(NECN/KTUU: Ted Land) - An effort to recover the bodies of four Japanese climbers who died in an avalanche on Mt. McKinley, in Alaska's Denali National Park, has been permanently called off.
"We just decided it was not worth the risk," said Maureen McLaughlin, a park spokesperson.
An avalanche swept a five person climbing team off a slope on Wednesday.
Only one member of the group, 69 year old Hitoshi Ogi, survived.
He is recovering from minor injuries, which include frostbite on his hand.
The others, 64-year-old Yoshiaki Kato, 50-year-old Masako Suda, 56-year-old Michiko Suzuki, and 63-year-old Tamao Suzuki, are buried under very dense snow and ice, the National Park Service said.

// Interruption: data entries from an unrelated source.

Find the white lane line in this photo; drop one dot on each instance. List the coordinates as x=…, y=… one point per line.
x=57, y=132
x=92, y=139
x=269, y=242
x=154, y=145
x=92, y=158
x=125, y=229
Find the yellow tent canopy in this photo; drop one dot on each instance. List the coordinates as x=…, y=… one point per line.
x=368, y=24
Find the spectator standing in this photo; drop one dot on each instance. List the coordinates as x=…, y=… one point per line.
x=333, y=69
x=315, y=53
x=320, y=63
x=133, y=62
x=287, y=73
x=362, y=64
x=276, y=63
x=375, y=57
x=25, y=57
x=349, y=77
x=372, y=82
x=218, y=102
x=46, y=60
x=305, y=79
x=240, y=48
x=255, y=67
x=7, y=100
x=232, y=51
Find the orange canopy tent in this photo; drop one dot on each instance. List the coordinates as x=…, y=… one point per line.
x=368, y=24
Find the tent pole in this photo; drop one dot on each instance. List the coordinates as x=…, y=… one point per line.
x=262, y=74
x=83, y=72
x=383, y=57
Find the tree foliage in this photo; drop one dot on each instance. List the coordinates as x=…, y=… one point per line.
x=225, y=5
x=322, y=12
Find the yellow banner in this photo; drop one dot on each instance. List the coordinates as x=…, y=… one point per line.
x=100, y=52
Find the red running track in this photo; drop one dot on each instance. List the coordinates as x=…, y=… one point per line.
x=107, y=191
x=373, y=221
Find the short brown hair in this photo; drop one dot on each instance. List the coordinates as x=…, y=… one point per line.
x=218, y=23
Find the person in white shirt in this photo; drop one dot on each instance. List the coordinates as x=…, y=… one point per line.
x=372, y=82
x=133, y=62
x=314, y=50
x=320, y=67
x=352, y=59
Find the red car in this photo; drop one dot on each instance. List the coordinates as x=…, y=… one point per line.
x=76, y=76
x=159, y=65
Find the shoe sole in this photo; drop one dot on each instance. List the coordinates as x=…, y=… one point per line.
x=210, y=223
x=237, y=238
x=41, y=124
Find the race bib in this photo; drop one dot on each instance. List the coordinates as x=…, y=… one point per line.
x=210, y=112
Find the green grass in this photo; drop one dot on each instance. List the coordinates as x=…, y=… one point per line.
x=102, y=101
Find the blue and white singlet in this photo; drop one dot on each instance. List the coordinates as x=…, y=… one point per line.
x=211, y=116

Searchers found a snapped rope, which belonged to the climbers, leading down into the snow and debris left behind by the avalanche.
"We are reasonably certain that they are at the other end of that rope and under the ice but at this point we will not put any of the searchers or recoverers in any further danger to go down and recover the bodies," said McLaughlin.

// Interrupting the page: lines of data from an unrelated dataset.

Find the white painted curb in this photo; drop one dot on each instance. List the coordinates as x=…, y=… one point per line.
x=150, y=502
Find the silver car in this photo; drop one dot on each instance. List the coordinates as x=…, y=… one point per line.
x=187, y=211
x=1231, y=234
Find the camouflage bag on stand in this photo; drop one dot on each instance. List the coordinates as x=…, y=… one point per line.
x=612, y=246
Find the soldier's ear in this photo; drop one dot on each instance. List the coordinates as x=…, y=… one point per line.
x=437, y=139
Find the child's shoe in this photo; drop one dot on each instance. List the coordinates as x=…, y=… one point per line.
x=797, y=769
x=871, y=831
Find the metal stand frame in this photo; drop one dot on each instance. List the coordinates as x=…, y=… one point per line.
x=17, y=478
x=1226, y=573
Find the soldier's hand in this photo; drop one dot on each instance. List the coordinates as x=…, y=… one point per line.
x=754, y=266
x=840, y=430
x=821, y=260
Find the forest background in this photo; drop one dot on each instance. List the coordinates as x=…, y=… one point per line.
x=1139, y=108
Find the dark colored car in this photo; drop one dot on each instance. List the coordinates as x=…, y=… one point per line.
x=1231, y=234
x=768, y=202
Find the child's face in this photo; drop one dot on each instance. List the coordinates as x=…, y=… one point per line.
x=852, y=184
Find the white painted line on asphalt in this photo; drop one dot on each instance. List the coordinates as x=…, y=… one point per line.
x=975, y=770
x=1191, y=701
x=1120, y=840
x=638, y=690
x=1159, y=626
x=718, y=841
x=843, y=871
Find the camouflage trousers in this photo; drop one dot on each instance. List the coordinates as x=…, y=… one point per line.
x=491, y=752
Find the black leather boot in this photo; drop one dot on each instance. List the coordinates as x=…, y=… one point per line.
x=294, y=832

The Japanese group was travelling the popular West Buttress route, used by roughly 90-percent of those who climb Denali.
The National Park Service says these are the first avalanche fatalities on the route.
The spot where they were killed, Motorcycle Hill, is prone to avalanches, but "not usually this magnitude," said McLaughlin.
Including the four Japanese climbers who perished, there are 44 unrecovered bodies on Mt. McKinley, the National Park Service said.